It occurred to me today that the live oaks were live. Aidan and I were sitting on the front steps of the church building while Lindsay practiced songs for the worship service inside.
Lindsay was tuning her pipes like a diva, but Aidan and I were taking in the morning like arthritic grandfathers. We leaned back in our chairs by the wall and looked happily, as if looking was all the travel we needed in this era of our old age. Missing was the dusty path, the seaside view, and the pitcher of cold ale—but Aidan and I reveled in our wakeful observation.

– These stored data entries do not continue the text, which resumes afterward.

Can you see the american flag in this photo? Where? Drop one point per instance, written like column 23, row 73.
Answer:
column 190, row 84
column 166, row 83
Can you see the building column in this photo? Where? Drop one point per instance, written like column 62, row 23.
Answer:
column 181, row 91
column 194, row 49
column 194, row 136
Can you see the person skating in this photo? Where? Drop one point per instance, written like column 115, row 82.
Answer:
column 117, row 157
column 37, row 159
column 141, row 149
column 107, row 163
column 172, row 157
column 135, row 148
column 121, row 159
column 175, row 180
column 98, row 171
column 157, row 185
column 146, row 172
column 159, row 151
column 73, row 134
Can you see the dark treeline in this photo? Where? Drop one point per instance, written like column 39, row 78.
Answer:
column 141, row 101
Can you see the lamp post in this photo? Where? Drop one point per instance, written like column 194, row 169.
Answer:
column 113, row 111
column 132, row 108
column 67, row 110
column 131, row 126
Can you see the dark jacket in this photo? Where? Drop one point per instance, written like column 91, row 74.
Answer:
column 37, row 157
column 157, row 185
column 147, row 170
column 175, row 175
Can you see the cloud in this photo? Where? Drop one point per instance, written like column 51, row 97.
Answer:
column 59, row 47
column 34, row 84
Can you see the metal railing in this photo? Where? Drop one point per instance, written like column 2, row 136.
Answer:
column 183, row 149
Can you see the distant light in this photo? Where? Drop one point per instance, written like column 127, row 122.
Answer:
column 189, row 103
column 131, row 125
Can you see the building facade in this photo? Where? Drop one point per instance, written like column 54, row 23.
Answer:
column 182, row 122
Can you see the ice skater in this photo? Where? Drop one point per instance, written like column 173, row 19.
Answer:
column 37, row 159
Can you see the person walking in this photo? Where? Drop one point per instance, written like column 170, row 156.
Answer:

The two oaks were lime-green like spring saplings, and we wondered if they held an intelligence, a sylvan knowledge. Not that the trees were conscious, but if there was, perhaps, an ingrained, silent knowing—effortless and unthreatened by the cycle of years.
Aristotle was able to treat rocks dismissively because of their dense and static properties. “Nothing is that which rocks dream about,” he deadpanned. Yet of rocks, Jesus Christ said that in an extremity of need, even they would roll to their steepest apexes and “cry out” in worship, releasing audibly their monolithic knowledge of his glory.
But trees are not rocks. Oaks grow and lean and sway their leaves in the wind. Where there is growth and dynamic change, we cannot help wondering if there is a kind of knowing—a dormant, silent intelligence that waits. Something old and quite simple, but hidden: a dead language, maybe? A riddle about freedom and rest?
When you walk under a really huge tree, the canopy rustling above you, there is almost the sensation that the tree is speaking down to you from its height. The infant spiders on gossamer ropes, rappelling down from the branches, give a token physicality to the tree’s message. When you learn to drink deep, to rest in the soil, to lean to your source of sustenance with trust, you will find this rest too. This will be a respite that runs soul-deep.
Maybe this is why at times I feel so old and so young, so busy and so calm, when I walk beneath a tree: When I pass into the shade, I enter the patterns cast by faithful rest, feel the light descending from the fiery sun, and I remember that I am between two worlds.
In some ways, I think the trees can see further into faith and the glory of God than I can. Or if their vision is not great, it is their implicit trust I envy. What they know, what they see, they grow into, they embody. Their understanding is not wasted. I cannot say the same.
The trees grow down, reach up, make earth-art with our patron star. The steady touch of their leaves and roots is the ideal paint brush. They are artists who collaborate: they dance, they work with the wheeling sun, to create patterns of shifting shade, and Aidan and I speculate that the leafy dark patterns hold secrets like ancient runes. We wonder how to read a tree.
In the end we walk under the live, living oaks, and feel eternity’s back draft. We hover between the 60-hour work week and eternal, active rest. The trees know something about heaven that we do not, and nowadays we are suspended like the infant spiders, waiting but living, caught between now and the ultimate then.
We do not seem to be moving much, but we are on the way. The oaks tell us this much. Our souls mature slowly, but if they grow at all, it is Sun-ward. The deeper our rest in Christ, the more quickly we’ll reach our destination.